The jump in Carnival Corporation’s share price sent rival companies Royal Caribbean Cruises and Norwegian Cruise Line up as well. The three companies are the only publicly-traded cruise brands, and all have been hit hard by the Coronavirus pandemic.
The virus has killed passengers aboard cruise ships and left cruise lines pleading with various countries to be allowed to dock and disembark passengers. The unprecedented disruption caused by the virus forced all the world’s major cruise lines to suspend operations.
The suspensions, announced in March, where initially until mid-April, but have now been extended to mid-May, and may be extended yet further as COVID-19 case numbers continue to rise around the world, especially in the major cruise markets of Europe and the US.
The shutdown is costing Carnival Corporation, which operates 105 ships, and is the largest operator in the world by a huge margin, at least US $1-billion per month.

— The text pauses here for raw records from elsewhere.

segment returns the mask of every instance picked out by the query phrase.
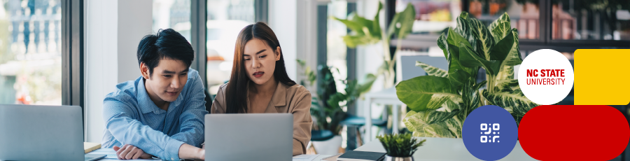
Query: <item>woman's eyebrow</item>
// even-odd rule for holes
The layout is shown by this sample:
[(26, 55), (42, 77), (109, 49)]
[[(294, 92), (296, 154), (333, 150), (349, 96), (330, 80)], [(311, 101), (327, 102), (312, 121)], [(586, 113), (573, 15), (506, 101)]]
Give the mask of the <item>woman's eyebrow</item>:
[[(256, 54), (255, 54), (255, 55), (258, 55), (258, 54), (262, 53), (262, 52), (265, 52), (265, 51), (267, 51), (267, 49), (262, 49), (262, 50), (260, 50), (260, 51), (256, 52)], [(244, 54), (243, 56), (244, 56), (244, 57), (247, 57), (247, 56), (250, 56), (250, 55), (246, 55), (246, 54)]]

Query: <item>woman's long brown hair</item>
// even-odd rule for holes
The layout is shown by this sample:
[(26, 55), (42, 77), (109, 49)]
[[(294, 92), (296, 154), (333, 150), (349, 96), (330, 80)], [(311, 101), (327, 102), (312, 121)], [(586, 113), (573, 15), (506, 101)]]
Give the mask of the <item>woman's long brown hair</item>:
[[(232, 66), (232, 75), (225, 91), (226, 113), (247, 113), (247, 83), (249, 83), (249, 77), (247, 76), (245, 70), (244, 53), (245, 44), (253, 38), (258, 38), (265, 41), (267, 46), (276, 52), (280, 47), (280, 42), (276, 37), (276, 34), (266, 24), (262, 22), (247, 25), (237, 38), (236, 46), (234, 50), (234, 63)], [(276, 69), (274, 71), (274, 78), (276, 80), (287, 86), (293, 86), (295, 82), (291, 80), (286, 74), (286, 68), (284, 66), (284, 55), (280, 50), (280, 60), (276, 61)]]

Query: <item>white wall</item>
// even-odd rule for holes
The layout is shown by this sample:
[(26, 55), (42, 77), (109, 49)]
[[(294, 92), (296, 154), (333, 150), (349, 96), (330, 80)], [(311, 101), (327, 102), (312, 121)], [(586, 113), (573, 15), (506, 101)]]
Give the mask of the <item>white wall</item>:
[(298, 78), (298, 8), (296, 0), (269, 1), (269, 25), (280, 41), (286, 72), (292, 80)]
[(151, 31), (152, 1), (86, 1), (85, 7), (85, 141), (100, 143), (103, 99), (140, 76), (136, 50)]

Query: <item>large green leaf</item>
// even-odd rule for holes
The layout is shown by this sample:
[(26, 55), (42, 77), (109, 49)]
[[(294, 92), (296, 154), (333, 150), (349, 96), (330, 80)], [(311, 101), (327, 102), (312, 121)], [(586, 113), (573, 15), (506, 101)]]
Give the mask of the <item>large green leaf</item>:
[(505, 38), (499, 41), (496, 43), (496, 46), (492, 48), (489, 59), (503, 61), (512, 50), (512, 46), (514, 46), (514, 34), (510, 29)]
[[(398, 38), (405, 38), (413, 29), (414, 22), (416, 20), (415, 8), (411, 3), (408, 3), (405, 10), (396, 13), (394, 17), (397, 18), (393, 19), (389, 25), (390, 27), (394, 27), (393, 34), (396, 34)], [(388, 32), (390, 31), (389, 29), (388, 30)]]
[(424, 76), (402, 80), (396, 85), (401, 102), (415, 111), (437, 109), (451, 97), (461, 97), (447, 78)]
[(402, 122), (414, 136), (452, 138), (456, 132), (451, 132), (446, 122), (452, 118), (451, 113), (447, 112), (410, 111)]
[(449, 72), (444, 69), (439, 69), (438, 67), (433, 66), (419, 61), (416, 61), (416, 66), (420, 66), (421, 68), (422, 68), (422, 69), (424, 69), (424, 71), (426, 71), (426, 74), (429, 76), (444, 78), (449, 76)]
[(457, 27), (455, 28), (455, 31), (468, 41), (470, 48), (477, 50), (477, 38), (472, 34), (472, 24), (470, 21), (468, 13), (462, 12), (457, 18)]
[(464, 105), (462, 108), (464, 109), (466, 115), (479, 106), (481, 96), (479, 94), (479, 89), (486, 83), (486, 80), (480, 83), (476, 83), (475, 81), (476, 80), (469, 79), (461, 89), (461, 99)]
[(447, 58), (447, 60), (449, 59), (449, 46), (448, 42), (447, 42), (447, 36), (442, 33), (442, 35), (440, 35), (440, 37), (438, 38), (438, 47), (440, 47), (440, 49), (442, 49), (442, 52), (444, 52), (444, 57)]
[(461, 89), (466, 80), (471, 78), (470, 74), (461, 69), (449, 70), (449, 81), (454, 89)]
[(515, 66), (521, 64), (523, 59), (521, 58), (521, 51), (519, 48), (519, 31), (516, 28), (512, 29), (512, 34), (514, 36), (514, 44), (510, 50), (510, 53), (503, 60), (503, 65)]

The cruise company has raised a total of US $6.25-billion in debt and equity from investors to shore up its cash needs for the next few months.
A person close to the PIF deal told the Financial Times that “any investor should look at global opportunities — the lessons learnt from 2008, buy undervalued assets.”
He added that the PIF would be buying more assets in the coming weeks. “You will see a lot of acquisitions in the next few weeks. This is a good opportunity.”
But, he added that the “main effort right now should be geared to the domestic [economy],” suggesting that Saudi Arabia might use its stake in Carnival Corporation to buoy its ambitious cruise destination plans.
No cruise ships currently call at any Saudi Arabian port, but the country has recently relaxed its visa regulations and announced plans to target growth in its nascent tourism sector, with the cruise sector signaled out as a major focus.